U. S. Secret Service

November 29, 1963

Chief Inspector Kelley

Preliminary Special Dallas Report # 3
Covers third interview with Oswald and
circumstances immediately following his murder

This interview started at approximately 9:30 AM on Sunday, November 24, 1963. The interview was conducted in the office of Captain Will Fritz of the Homicide Bureau, Dallas Police. Present at the interview in addition to Oswald were Captain Fritz, Postal Inspector Holmes, SAIC Sorrels, Inspector Kelley and four members of the Homicide Squad. The interview had just begun when I arrived and Captain Fritz was again requesting Oswald to identify the place where the photograph of him holding the gun was taken. Captain Fritz indicated that it would save the Police a great deal of time if he would tell them where the place was located. Oswald refused to discuss the matter. Captain Fritz asked, “Are you a Communist?” Oswald answered, “No, I am a Marxist but I am not a Marxist Leninist”. Captain Fritz asked him what the difference was and Oswald said it would take too long to explain it to him. Oswald said that he became interested in the Fair Play for Cuba Committee while he was in New Orleans; that he wrote to the Committee’s Headquarters in New York and received some Committee literature and a letter signed by Alex Hidell. He stated that he began to distribute that literature in New Orleans and it was at that time that he got into an altercation with a group and he was arrested. He said his opinions concerning Fair Play for Cuba are well known; that he appeared on Bill Stukey’s television program in New Orleans on a number of occasions and was interviewed by the local press often. He denies knowing or ever seeing Hidell in New Orleans, said he believed in all of the tenets of the Fair Play for Cuba and the things which the Fair Play for Cuba Committee stood for which was free intercourse with Cuba and freedom for tourists of the both countries to travel within each other’s borders.
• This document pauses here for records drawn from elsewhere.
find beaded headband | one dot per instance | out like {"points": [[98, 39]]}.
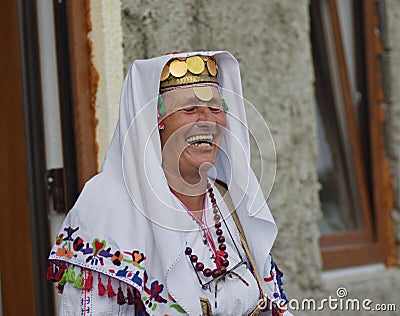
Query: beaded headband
{"points": [[190, 70]]}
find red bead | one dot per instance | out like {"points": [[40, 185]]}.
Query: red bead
{"points": [[199, 266], [193, 258], [216, 273], [188, 251]]}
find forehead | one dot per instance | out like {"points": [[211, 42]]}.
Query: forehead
{"points": [[193, 95]]}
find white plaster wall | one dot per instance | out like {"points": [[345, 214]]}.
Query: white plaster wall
{"points": [[107, 58]]}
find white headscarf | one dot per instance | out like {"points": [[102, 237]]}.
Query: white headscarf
{"points": [[129, 208]]}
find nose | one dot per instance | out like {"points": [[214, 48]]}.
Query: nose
{"points": [[205, 115]]}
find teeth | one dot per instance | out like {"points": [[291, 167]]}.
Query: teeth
{"points": [[202, 144], [200, 138]]}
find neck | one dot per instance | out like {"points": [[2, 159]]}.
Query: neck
{"points": [[194, 204]]}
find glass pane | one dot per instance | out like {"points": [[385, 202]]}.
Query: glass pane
{"points": [[335, 195], [339, 194]]}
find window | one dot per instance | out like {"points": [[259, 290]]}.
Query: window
{"points": [[356, 194]]}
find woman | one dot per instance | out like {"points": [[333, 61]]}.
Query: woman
{"points": [[157, 231]]}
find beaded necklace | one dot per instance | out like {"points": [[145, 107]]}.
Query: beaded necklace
{"points": [[220, 254]]}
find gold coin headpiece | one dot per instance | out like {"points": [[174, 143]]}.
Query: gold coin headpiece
{"points": [[190, 70]]}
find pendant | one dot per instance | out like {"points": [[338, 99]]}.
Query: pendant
{"points": [[205, 241]]}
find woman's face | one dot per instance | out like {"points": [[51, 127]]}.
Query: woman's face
{"points": [[194, 127]]}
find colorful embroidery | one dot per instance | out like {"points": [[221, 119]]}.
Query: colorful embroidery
{"points": [[97, 256]]}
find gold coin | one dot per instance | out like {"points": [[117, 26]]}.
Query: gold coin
{"points": [[204, 93], [212, 67], [164, 73], [195, 64], [178, 68]]}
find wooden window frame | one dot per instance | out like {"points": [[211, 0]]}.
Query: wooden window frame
{"points": [[84, 83], [375, 241]]}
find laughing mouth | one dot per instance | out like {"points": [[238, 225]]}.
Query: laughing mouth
{"points": [[200, 140]]}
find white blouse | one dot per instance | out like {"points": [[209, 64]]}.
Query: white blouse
{"points": [[237, 294]]}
Among other things, Oswald said that Cuba should have folded full diplomatic relationship with the United States. I asked him if he thought that the President’s assassination would have any effect on the Fair Play for Cuba Committee. He said there would be no change in the attitude of the American people toward Cuba with President Johnson becoming President because they both belonged to the same political party and the one would follow pretty generally the policies of the other. He stated that he is an avid reader of Russian literature whether it is communistic or not; that he subscribes to “The Militant”, which, he says, is the weekly of the Socialist party in the United States (it is a copy of “The Militant” that Oswald is shown holding in the photograph taken from his effects at Irving Street). At that time he asked me whether I was an FBI Agent and I said that I was not that I was a member of the Secret Service. He said when he was standing in front of the Textbook Building and about to leave it, a young crew-cut man rushed up to him and said he was from the Secret Service, showed a book of identification, and asked him where the phone was. Oswald said he pointed toward the pay phone in the building and that he saw the man actually go to the phone before he left.

I asked Oswald whether as a Marxist he believed that religion was an opiate of the people and he said very definitely so that all organized religions tend to become monopolistic and are the causes of a great deal of class warfare. I asked him whether he considered the Catholic Church to be an enemy of the Communist philosophy and he said well, there was no Catholicism in Russia; that the closest to it is the Orthodox Churches but he said he would not further discuss his opinions of religion since this was an attempt to have him say something which could be construed as being anti-religious or anti Catholic.

Capt. Fritz displayed an Enco street map of Dallas which had been found among Oswald’s effects at the rooming house. Oswald was asked whether the map was his and whether he had put some marks on it. He said it was his and remarked “My God don’t tell me there’s a mark near where this thing happened”. The mark was pointed out to him and he said “What about the other marks on the map?—I put a number of marks on it. I was looking for work and marked the places where I went for jobs or where I heard there were jobs”.

Since it was obvious to Captain Fritz that Oswald was not going to be cooperative, he terminated the interview at that time.

I approached Oswald then and, out of the hearing of the others except perhaps one of Captain Fritz’s men, said that as a Secret Service agent, we are anxious to talk with him as soon as he had secured counsel; that we were responsible for the safety of the President; that the Dallas Police had charged him with the assassination of the President but that he had denied it; we were therefore very anxious to talk with him to make certain that the correct story was developing as it related to the assassination. He said that he would be glad to discuss this proposition with his attorney and that after he talked to one, we could either discuss it with him or discuss it with his attorney, if the attorney thought it was the wise thing to do, but that at the present time he had nothing more to say to me. Oswald was then handed some different clothing to put on. The clothing included a sweater. Captain Fritz made a number of telephone calls to ascertain whether the preparations he had placed into effect for transferring the prisoner to the County Jail were ready and upon being so advised, Captain Fritz and members of the Detective Bureau escorted Oswald from the Homicide Office on the third floor to the basement where Oswald was shot by Jack Ruby.